A practice that reduces effective participation by shareholders is voting by a show of hands.
This is important when there are significant shareholders such as institutional investors.
Cross-border voting remains an unresolved issue among a number of jurisdictions. In the
United States, the ban on brokers exercising their temporary voting rights has improved
the overall situation while in the Netherlands, since 2004 foundations that have issued
depositary receipts must now also issue voting rights except in hostile takeover situations.
The possibility for empty voting has thus been reduced.


The board’s role in selecting candidates for nomination is changing in many jurisdictions
with a greater role for board assessments facilitated by outside advisors who also play a
role in locating suitable candidates.
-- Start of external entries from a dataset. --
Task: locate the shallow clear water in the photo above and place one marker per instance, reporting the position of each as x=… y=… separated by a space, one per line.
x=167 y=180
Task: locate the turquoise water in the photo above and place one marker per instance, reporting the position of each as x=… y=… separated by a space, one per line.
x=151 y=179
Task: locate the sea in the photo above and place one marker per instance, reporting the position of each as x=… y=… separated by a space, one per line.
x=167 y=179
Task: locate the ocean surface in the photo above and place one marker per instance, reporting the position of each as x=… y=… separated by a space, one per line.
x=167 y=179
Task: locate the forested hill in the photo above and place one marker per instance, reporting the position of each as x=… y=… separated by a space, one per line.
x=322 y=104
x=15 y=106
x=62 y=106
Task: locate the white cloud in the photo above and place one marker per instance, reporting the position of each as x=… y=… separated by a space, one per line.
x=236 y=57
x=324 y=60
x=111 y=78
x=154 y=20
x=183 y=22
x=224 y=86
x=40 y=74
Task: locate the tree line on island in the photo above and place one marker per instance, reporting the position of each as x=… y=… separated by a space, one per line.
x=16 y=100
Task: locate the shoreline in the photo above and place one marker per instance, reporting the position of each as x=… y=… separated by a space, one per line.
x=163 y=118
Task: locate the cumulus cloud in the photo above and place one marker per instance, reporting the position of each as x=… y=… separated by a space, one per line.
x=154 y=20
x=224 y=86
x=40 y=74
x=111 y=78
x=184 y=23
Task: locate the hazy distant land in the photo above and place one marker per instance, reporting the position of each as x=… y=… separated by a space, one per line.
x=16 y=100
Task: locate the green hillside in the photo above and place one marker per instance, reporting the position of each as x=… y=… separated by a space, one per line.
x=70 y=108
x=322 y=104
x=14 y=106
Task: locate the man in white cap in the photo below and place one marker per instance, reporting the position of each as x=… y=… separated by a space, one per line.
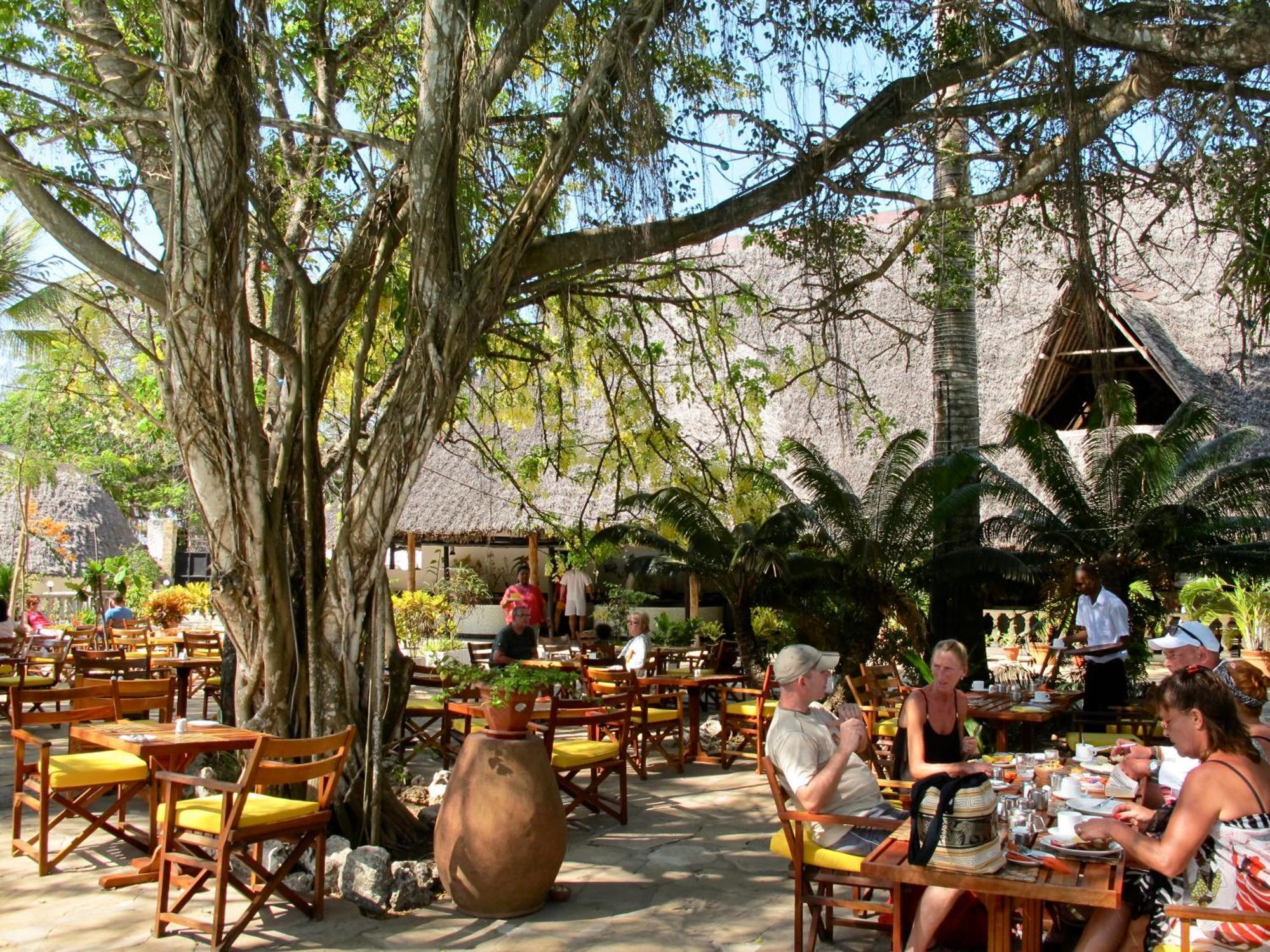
x=1186 y=644
x=817 y=757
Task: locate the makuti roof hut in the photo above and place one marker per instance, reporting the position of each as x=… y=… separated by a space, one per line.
x=1163 y=321
x=92 y=525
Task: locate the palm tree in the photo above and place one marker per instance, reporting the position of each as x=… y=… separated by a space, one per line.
x=878 y=548
x=1145 y=506
x=689 y=538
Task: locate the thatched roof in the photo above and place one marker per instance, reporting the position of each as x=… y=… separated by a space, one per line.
x=95 y=526
x=1165 y=298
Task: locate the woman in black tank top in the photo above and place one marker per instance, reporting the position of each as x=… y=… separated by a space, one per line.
x=932 y=737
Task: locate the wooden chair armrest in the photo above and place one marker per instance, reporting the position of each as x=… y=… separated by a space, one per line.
x=1217 y=915
x=874 y=823
x=190 y=781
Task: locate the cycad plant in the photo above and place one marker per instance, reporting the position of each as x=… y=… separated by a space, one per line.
x=689 y=538
x=1141 y=506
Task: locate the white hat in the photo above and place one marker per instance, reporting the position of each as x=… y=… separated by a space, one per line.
x=796 y=661
x=1188 y=634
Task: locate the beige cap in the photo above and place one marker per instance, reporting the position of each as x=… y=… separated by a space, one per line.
x=796 y=661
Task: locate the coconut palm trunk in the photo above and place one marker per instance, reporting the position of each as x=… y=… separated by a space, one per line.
x=956 y=369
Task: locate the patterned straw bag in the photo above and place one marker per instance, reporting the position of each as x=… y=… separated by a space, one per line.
x=954 y=826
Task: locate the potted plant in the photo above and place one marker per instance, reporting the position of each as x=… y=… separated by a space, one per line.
x=1245 y=601
x=506 y=694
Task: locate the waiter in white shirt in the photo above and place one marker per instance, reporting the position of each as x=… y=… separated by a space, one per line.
x=1103 y=626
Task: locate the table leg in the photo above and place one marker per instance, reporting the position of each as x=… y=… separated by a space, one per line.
x=999 y=923
x=182 y=691
x=1034 y=915
x=694 y=723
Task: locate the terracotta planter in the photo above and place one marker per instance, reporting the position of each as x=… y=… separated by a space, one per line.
x=501 y=833
x=510 y=720
x=1258 y=659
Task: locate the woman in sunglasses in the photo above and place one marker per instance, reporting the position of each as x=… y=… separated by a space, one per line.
x=1216 y=845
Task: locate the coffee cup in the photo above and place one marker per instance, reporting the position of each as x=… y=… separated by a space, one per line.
x=1067 y=821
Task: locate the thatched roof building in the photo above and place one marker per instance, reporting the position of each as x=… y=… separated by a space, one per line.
x=1164 y=323
x=92 y=525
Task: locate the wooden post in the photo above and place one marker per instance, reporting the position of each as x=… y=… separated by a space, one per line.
x=411 y=552
x=534 y=558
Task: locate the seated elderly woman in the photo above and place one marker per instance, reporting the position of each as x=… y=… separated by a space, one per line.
x=932 y=738
x=1215 y=845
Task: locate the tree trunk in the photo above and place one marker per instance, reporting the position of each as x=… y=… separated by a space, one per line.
x=956 y=366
In the United States, it is not necessary to disclose the
selection search advisor, only compensation consultants and any conflicts of interest they
may have.


With respect to transparency, Indonesia needs to make further improvements especially
with respect to disclosure of directors’ qualifications and, also in the case of Korea, with
respect to other board appointments that they may hold. This would serve to clarify any
conflicts of interest.


An effective role for shareholders in selecting board members is not an end in itself: the key
question is what boards actually do and how selection of members can contribute to
effective board performance. The Principles recommend a monitoring board that has
authority via its appointment powers: principle VI.D.3 states that the board selects,
compensates and, when necessary, replaces key executives and oversees succession
planning. Moreover, the functions include “reviewing and guiding corporate strategy, major
plans of action, risk policy, annual budgets and business plans; setting performance
objectives; monitoring implementation and corporate performance; and overseeing major
capital expenditures, acquisitions and divestitures”.


Although the description fits the United States, the United Kingdom and Australia
(although the legal powers of the board are quite different in the United States), it is
doubtful whether the principles describe the situation where there are controlling
shareholders and especially, company groups. It might also not be a good normative
proposition. As observed in the previous reviews of India, Italy and Sweden, the company
group will often appoint executive management of a group company and determine
strategy centrally. This is probably also the case in Korean company groups and family run
companies in Indonesia where the supervisory board appears to be more in the way of an
advisory organ.


However, the board of an individual listed company does have a role that it could and
should fulfill; overseeing conflicts of interest (e.g. related party transactions) and the
integrity of the accounting system. This would demand a different type of board member
and election process. The largest Korean companies need a majority of outside directors
who meet certain independence requirements. They comprise two thirds of the audit
committee including its Chair. In similar situations, Italy and Israel additionally impose
special voting arrangements to seek to balance the powers of the controlling shareholder.


Especially in European jurisdictions, the accountability of the board is defined rather
widely to include the company and stakeholders. As a result, employees are frequently
represented on the board of the company. In the Netherlands, in some companies works
councils can nominate a third of the board, but the nominees are approved by the meeting
of shareholders. This is not the case in Germany, thereby dividing the board into
shareholder and employee representatives. The modalities are different again in Sweden
that participated in the first peer review (OECD, 2011a) where two or three employee
representatives with their deputies are elected to the board.


In sum, the Principles are a good guide to the outcomes that should be expected from
companies with respect to key corporate practices. However, in the context of controlled
companies and corporate groups, other outcomes and practices are usual in some
jurisdictions and might need to be considered by others.